I hated my psychiatrist.  I still do.  I know we are long passed the point of forgetting, but I have not forgotten him.   He has forgotten me though after I lost insurance.  Everyone has to get paid.  I refuse to check out.  I was bold before then, I am more bold now.  Capital lock.

Have you got my back?  I've got yours.  I tried to smash my skull apart on the side of the police car when I first got reigned in.  When I realized I had to reign myself in the morning after and they explained what I tried to do when they were putting me inside the squad car.  And it's alright now.  I'm not angry or mad.  They're different things.  Mad is angry without reasoning.  Mad dog.  Shoot him down.  Angry dog... alright, he has reason still.  I am neither mad nor angry.
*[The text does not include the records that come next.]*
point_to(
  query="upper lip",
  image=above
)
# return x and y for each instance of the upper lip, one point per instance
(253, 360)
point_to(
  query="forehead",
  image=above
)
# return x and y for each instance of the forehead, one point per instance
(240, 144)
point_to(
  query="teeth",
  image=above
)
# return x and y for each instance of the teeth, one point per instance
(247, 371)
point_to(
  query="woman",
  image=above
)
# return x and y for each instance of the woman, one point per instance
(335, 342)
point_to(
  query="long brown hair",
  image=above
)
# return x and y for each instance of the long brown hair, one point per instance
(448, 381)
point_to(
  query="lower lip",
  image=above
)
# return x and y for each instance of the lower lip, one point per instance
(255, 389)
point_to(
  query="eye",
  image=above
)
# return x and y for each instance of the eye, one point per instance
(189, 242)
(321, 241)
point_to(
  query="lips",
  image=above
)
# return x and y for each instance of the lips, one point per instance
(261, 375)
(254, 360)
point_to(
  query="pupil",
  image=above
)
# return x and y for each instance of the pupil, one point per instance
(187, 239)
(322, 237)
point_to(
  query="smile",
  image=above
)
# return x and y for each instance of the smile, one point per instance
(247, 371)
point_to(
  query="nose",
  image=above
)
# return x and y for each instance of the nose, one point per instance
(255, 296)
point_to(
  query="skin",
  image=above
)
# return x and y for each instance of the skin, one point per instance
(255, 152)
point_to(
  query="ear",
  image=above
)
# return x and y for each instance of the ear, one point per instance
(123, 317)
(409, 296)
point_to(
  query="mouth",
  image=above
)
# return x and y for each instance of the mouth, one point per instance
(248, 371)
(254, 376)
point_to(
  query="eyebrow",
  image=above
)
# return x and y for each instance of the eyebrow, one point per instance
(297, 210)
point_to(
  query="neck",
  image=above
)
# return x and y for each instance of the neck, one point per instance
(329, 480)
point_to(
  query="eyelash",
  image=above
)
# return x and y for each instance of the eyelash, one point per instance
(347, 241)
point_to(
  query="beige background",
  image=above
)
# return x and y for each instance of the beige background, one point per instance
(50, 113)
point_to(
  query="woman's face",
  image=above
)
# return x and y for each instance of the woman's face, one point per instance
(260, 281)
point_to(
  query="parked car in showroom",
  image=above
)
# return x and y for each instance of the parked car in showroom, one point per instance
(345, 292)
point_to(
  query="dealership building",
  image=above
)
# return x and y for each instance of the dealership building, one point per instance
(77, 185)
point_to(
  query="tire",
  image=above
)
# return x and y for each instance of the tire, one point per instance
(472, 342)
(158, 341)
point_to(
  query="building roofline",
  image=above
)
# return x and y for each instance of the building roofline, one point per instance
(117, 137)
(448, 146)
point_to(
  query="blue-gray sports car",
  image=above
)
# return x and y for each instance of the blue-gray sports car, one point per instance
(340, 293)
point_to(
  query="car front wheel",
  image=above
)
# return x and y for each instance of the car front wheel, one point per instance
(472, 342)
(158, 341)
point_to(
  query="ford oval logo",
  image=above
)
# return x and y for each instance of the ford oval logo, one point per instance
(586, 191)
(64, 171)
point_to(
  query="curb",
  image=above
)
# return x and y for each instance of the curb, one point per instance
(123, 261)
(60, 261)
After the diagnosis I had no idea where I could possibly go.  It was a true diagnosis and I have to lie out of the ass to avoid internment again.  After the diagnosis and hearing what it would cost to make me better, literally hundreds of dollars per month (and hearing too that the trial period ends, hence the name "trial period" until they get the milligrams right) and knowing what I was bound to make...  it's like being stuck with a home you can't actually pay for and you cannot move either.  You cannot pull up sticks and pick a new lot.  It was terrifying.  I had no idea where I could possibly go, so I decided to move off grid.  No meds.  No pills.  Just force.  True force.

Sometimes thing come apart a lot.  Sometimes control does not talk back to you no matter how many signals you send out, out of reflex.  If I could afford it, I would go.  Easily and quietly, I would go.  Let's go though, and keep it brief.

Back to basics.  I know I need help.  It's part of what I am working for.  Why I go to work everyday.  Start your day group was nice.  It was excellent.  I do not want to go back there.  I am damn near 30 years old and I do not belong there.  I know who I am.  I have to work harder and as time increases I know I have to work harder yet and I am okay with that.  I'm not and will never be a made man.  I am willing to work and that's something!  Diagnosis is not, I will prove it to you, ever a death sentence.




///Minamina Goodsong - "First Movement"

9/1/14

That Instant

you realize your language has gotten clipped to the point where simplification has erred on the side of bloated complexity.